Cherry apologized to Stu Grimson, Chris Nilan and Jim Thomson after he called them "pukes" and "turncoats" on the first broadcast of CBC's "Coach's Corner" of the season last week. He also said he was wrong to suggest that Nilan and Grimson linked fighting in hockey to drug use.
The three players said in a statement Tuesday that they are considering taking legal action against Cherry. Grimson is a lawyer practising out of Nashville.
"The first 'Coach's Corner,' I've got to admit I was wrong on a lot of things," Cherry said. "I put down three enforcers, tough guys, my type of guys, I threw them under the bus. I'm sorry about it, I really am."
In an edition of "Coach's Corner" broadcast Oct. 6, Cherry sounded off against the three players in an animated rant, accusing them of saying that fighting should be taken out of hockey.
"The ones that I am really disgusted with ... are the bunch of pukes that fought before: Stu Grimson, Chris Nilan and Jim Thomson," he said.
"(They say) 'Oh, the reason that they're drinking, (taking) drugs and alcoholics is because they're fighting.' You turncoats, you hypocrites. If there's one thing I'm not it's a hypocrite. You guys were fighters, and now you don't want guys to make the same living you did."
Cherry singled out the players as part of a longer segment where he accused those against fighting of using the recent deaths of tough guys Derek Boogaard, Rick Rypien and Wade Beak as a soapbox.
Grimson denied in media interviews that he ever said fighting should be removed from hockey, or that the enforcer's job causes substance abuse. Grimson also said he doesn't suffer from addiction to drugs and alcohol.

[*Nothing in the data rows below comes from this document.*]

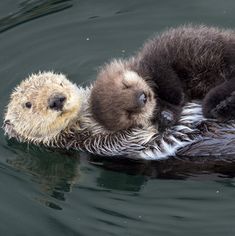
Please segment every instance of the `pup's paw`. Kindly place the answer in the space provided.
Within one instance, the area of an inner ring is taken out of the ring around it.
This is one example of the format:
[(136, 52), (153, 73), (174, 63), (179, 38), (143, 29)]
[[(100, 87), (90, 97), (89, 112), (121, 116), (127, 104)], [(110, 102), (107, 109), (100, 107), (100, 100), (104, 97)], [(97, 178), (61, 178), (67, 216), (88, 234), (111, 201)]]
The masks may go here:
[(211, 115), (220, 121), (235, 119), (235, 91), (213, 108)]
[(158, 130), (163, 132), (165, 129), (171, 127), (175, 123), (174, 114), (171, 111), (163, 110), (159, 117)]
[(162, 111), (161, 118), (163, 123), (166, 125), (171, 125), (171, 123), (174, 121), (174, 115), (171, 111)]

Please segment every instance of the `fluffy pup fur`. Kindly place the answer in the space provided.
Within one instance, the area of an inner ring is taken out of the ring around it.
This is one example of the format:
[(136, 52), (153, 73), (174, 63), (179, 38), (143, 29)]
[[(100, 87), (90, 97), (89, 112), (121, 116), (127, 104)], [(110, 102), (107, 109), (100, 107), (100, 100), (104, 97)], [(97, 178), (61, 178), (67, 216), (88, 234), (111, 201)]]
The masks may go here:
[[(125, 86), (127, 74), (131, 86)], [(179, 119), (186, 102), (203, 99), (207, 118), (234, 119), (234, 75), (234, 31), (203, 25), (169, 29), (136, 56), (101, 69), (91, 94), (92, 114), (110, 131), (149, 122), (164, 129)]]
[(103, 68), (91, 94), (92, 114), (108, 130), (151, 125), (149, 117), (156, 107), (154, 93), (123, 63), (115, 61)]

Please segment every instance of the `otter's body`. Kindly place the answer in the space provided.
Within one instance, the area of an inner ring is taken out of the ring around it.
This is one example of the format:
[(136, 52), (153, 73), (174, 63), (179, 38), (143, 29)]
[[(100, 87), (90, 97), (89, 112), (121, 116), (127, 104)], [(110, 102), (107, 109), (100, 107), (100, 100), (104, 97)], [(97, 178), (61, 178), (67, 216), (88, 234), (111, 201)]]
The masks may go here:
[[(202, 99), (235, 71), (235, 32), (205, 26), (170, 29), (149, 40), (134, 59), (133, 70), (154, 80), (159, 97), (180, 104)], [(179, 90), (177, 94), (172, 91)], [(180, 96), (181, 95), (181, 96)]]
[[(221, 120), (235, 118), (234, 31), (206, 26), (170, 29), (149, 40), (136, 56), (127, 61), (119, 61), (121, 63), (124, 65), (123, 71), (120, 71), (120, 67), (116, 69), (119, 77), (123, 78), (126, 71), (133, 71), (155, 94), (156, 109), (149, 120), (163, 124), (168, 120), (172, 125), (180, 117), (182, 106), (192, 99), (204, 99), (203, 113), (206, 117)], [(105, 98), (105, 89), (110, 89), (102, 86), (105, 87), (105, 80), (114, 81), (117, 78), (107, 78), (104, 71), (114, 71), (114, 65), (111, 62), (105, 66), (92, 94), (94, 117), (98, 117), (98, 121), (105, 127), (106, 123), (112, 123), (114, 117), (102, 119), (102, 110), (108, 110), (102, 99)], [(115, 88), (114, 83), (112, 86), (113, 90), (119, 89)], [(103, 96), (96, 96), (97, 91), (103, 91)], [(106, 99), (112, 99), (112, 96)], [(103, 106), (96, 109), (96, 105), (102, 103)], [(136, 110), (135, 113), (139, 112)], [(118, 128), (123, 127), (115, 126), (113, 131)]]
[(170, 105), (203, 99), (220, 86), (203, 108), (206, 117), (219, 118), (223, 114), (211, 110), (235, 91), (235, 32), (205, 26), (171, 29), (144, 45), (132, 69)]
[[(91, 90), (92, 87), (77, 87), (63, 74), (33, 74), (11, 94), (4, 118), (5, 133), (20, 142), (86, 150), (102, 156), (136, 154), (136, 158), (147, 157), (146, 154), (142, 157), (140, 152), (149, 144), (152, 146), (155, 143), (152, 153), (156, 158), (162, 158), (173, 155), (198, 137), (198, 130), (188, 123), (192, 120), (190, 109), (187, 113), (189, 120), (183, 119), (176, 130), (170, 131), (175, 135), (169, 139), (172, 147), (165, 144), (165, 137), (159, 136), (151, 125), (144, 130), (107, 132), (92, 117)], [(194, 109), (195, 112), (197, 109)], [(159, 152), (156, 152), (158, 149)], [(149, 152), (146, 153), (149, 155)]]
[(31, 75), (11, 95), (4, 117), (5, 134), (50, 148), (145, 160), (174, 156), (183, 147), (187, 149), (181, 156), (189, 157), (195, 155), (195, 149), (203, 156), (213, 156), (215, 148), (216, 155), (235, 153), (234, 123), (204, 120), (200, 104), (184, 106), (177, 124), (162, 134), (151, 125), (107, 132), (92, 117), (91, 90), (77, 87), (62, 74)]

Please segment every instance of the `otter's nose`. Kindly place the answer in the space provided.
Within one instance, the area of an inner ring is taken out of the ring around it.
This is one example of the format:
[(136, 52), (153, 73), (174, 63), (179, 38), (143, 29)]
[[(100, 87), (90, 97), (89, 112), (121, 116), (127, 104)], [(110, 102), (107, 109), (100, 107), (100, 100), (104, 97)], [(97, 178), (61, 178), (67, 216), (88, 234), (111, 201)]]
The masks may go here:
[(56, 94), (48, 99), (48, 106), (52, 110), (62, 111), (66, 97), (63, 94)]

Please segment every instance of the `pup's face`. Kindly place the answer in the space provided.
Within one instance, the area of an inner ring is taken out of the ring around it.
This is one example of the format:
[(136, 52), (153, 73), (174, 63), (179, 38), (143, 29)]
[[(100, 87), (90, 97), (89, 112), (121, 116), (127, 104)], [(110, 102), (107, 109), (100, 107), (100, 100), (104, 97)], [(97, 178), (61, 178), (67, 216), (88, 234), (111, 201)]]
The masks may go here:
[(156, 99), (136, 72), (106, 67), (94, 84), (91, 109), (94, 118), (110, 131), (151, 124)]
[(15, 88), (3, 127), (10, 137), (47, 141), (78, 116), (80, 106), (77, 86), (64, 75), (39, 73)]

Nilan has been said he has addiction issues, but doesn't blame them on his job as an on-ice policeman during his playing career.
Thomson, however, says fighting should be banned from hockey and does blame his years of fighting in the NHL for his addiction.
Cherry's comments prompted CBC to issue a release Saturday distancing the broadcaster from his remarks.
Cherry had the chance to apologize for his comments later that evening on the season's second edition of "Coach's Corner." But apart from saying he regretted using some of his language, including the use of the word "pukes," he stood by his remarks.
Grimson, Nilan and Thomson said in their release that Cherry's attempt to lessen the severity of his rant last Saturday was unsatisfactory.
On Saturday, Cherry fully backtracked on his previous allegations.
"Let's get it right, Chris and Stu never said they took drugs because they were enforcers in the National Hockey League," Cherry said. "Also they never said they want fighting out of the game. That's for sure.
"I was wrong on that. One hundred per cent wrong. And when you're wrong, you have to admit it."
Nilan posted his appreciation for the rare Cherry apology on his Twitter account Saturday.
"I want to thank Don Cherry for standing up and making a public apology to the 3 of us," he posted. "Means a lot. We are friends once again."
Cherry's apology seemed to put him in a forgiving mood, and he gave Pittsburgh Penguins forward Arron Asham full marks for his apology for showboating after a fight
Asham drew criticism for his actions in Pittsburgh's game against Washington on Thursday. After Asham won a one-sided fight against Washington's Jay Beagle, he waved his hands as if he were a boxing referee signalling a fighter was counted out, then rested his head on his cupped hands to suggest Beagle was going to sleep.
Asham later admitted on a television interview that his actions were "classless."
Cherry, who has called out fighters for showing off after a fight in the past, said he was disappointed in Asham's taunts, but said he showed class by apologizing.
"It's pretty tough to admit in front of two million people that you were wrong," Cherry said. "You have to have a lot of guts and character."